Globalisation causing concentration of wealth, economic disparities

Globalisation causing concentration of wealth, economic disparities
Highlights

In order to sustain the growth achieved in any nation, it must be just and equitable, noted a social scientist and retired professor of economics from University of Hyderabad, D Narasimha Reddy. Contrary to the above notion, during the last two and half decades of Liberalisation, Privatisation, Globalisation (LPG) policies, the global flow of foreign capital to developing countries has led to the

Hanamkonda: In order to sustain the growth achieved in any nation, it must be just and equitable, noted a social scientist and retired professor of economics from University of Hyderabad, D Narasimha Reddy. Contrary to the above notion, during the last two and half decades of Liberalisation, Privatisation, Globalisation (LPG) policies, the global flow of foreign capital to developing countries has led to the growth of GDPs but caused inequalities in the countries all over, he said.

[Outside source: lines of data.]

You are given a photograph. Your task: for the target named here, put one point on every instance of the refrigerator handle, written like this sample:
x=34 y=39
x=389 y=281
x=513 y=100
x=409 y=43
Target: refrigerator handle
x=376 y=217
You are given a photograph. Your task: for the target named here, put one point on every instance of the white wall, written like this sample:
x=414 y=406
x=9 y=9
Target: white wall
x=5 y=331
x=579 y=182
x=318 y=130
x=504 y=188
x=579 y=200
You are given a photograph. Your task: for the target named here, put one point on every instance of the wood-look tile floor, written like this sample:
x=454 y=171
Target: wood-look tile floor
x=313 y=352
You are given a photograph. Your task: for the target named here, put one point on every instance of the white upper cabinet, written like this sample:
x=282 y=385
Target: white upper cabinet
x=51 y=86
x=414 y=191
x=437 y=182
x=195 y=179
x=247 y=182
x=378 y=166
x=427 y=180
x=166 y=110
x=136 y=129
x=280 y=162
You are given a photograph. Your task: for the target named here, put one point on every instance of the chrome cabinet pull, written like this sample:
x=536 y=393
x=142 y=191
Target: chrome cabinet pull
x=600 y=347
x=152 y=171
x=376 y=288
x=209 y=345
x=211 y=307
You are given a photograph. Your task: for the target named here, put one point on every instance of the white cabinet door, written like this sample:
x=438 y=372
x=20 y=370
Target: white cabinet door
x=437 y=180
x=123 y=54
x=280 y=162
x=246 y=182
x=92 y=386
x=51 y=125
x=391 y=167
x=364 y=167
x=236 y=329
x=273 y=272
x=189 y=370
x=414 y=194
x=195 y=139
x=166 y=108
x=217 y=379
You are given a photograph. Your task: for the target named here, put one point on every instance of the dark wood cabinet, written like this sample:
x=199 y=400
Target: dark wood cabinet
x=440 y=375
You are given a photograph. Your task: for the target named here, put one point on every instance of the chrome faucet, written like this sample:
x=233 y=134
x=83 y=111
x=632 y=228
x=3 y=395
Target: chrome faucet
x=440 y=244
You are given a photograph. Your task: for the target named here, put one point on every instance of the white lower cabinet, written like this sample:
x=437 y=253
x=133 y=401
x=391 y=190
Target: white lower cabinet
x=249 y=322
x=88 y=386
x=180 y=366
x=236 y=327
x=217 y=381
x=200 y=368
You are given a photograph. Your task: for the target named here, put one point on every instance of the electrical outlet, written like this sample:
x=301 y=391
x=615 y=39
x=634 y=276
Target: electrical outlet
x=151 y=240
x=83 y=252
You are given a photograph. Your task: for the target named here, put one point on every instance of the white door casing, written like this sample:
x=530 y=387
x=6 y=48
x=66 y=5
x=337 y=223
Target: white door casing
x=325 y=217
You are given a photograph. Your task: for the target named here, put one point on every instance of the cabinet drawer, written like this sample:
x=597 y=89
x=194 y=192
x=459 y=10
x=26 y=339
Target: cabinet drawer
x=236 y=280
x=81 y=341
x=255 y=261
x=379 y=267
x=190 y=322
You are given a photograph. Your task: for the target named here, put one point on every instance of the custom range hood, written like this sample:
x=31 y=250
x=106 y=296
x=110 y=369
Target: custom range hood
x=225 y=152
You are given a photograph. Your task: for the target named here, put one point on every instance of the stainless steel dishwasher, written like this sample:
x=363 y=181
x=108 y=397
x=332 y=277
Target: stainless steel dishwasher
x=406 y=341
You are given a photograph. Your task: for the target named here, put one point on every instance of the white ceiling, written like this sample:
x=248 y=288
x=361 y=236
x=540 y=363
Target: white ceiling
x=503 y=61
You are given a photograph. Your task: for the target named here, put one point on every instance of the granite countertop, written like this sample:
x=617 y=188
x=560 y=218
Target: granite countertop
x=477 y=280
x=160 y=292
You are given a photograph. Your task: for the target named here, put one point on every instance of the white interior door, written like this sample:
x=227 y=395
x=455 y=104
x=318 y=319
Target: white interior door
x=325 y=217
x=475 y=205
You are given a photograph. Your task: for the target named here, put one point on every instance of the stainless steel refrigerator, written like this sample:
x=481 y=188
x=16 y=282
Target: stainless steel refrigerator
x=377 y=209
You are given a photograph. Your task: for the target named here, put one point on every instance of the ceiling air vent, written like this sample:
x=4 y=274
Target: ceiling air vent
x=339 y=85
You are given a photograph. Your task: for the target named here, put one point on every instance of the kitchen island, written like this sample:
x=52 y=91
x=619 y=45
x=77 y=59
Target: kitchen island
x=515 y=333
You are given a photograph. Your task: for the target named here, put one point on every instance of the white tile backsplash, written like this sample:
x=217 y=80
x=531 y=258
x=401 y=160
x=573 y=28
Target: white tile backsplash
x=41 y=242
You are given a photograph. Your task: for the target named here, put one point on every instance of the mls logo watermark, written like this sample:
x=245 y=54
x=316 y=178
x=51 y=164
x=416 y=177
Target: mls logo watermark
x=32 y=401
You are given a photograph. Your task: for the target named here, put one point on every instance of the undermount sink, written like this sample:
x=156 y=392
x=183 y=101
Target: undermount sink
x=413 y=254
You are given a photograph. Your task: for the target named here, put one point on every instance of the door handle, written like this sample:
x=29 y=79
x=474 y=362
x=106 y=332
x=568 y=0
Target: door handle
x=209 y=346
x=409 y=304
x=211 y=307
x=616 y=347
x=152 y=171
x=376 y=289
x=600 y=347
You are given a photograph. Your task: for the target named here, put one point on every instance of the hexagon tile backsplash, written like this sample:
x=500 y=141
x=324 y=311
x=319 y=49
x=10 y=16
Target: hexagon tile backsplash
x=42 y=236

Prof Reddy delivered the second memorial lecture of late C Sivaramakrishna Rao, a respectable professor and former dean of social science, Kakatiya University on the topic ‘Globalisation and Growing Inequalities: Challenge of Fair, Equitable and Sustainable Development’ at the university in Hanamkonda on Monday.
The lecture was organised by the department of economics, Kakatiya University.

He dwelled in detail upon the three phases of globalisation, 1890-1940, the first phase, 1945-75, the second phase and the third phase began in 1980 gained momentum by 1990. It changed people’s share gross domestic product (GDP) drastically and in a disproportionate manner.

It caused inequalities in the distribution of national incomes. The number of billionaires in the world was 127 in 1987 and the number gone up to 1,400 in 2013 and 2043 in 2016. The wealth of three richest persons in the world accounts for 50 percent of USA’s GDP, he explained.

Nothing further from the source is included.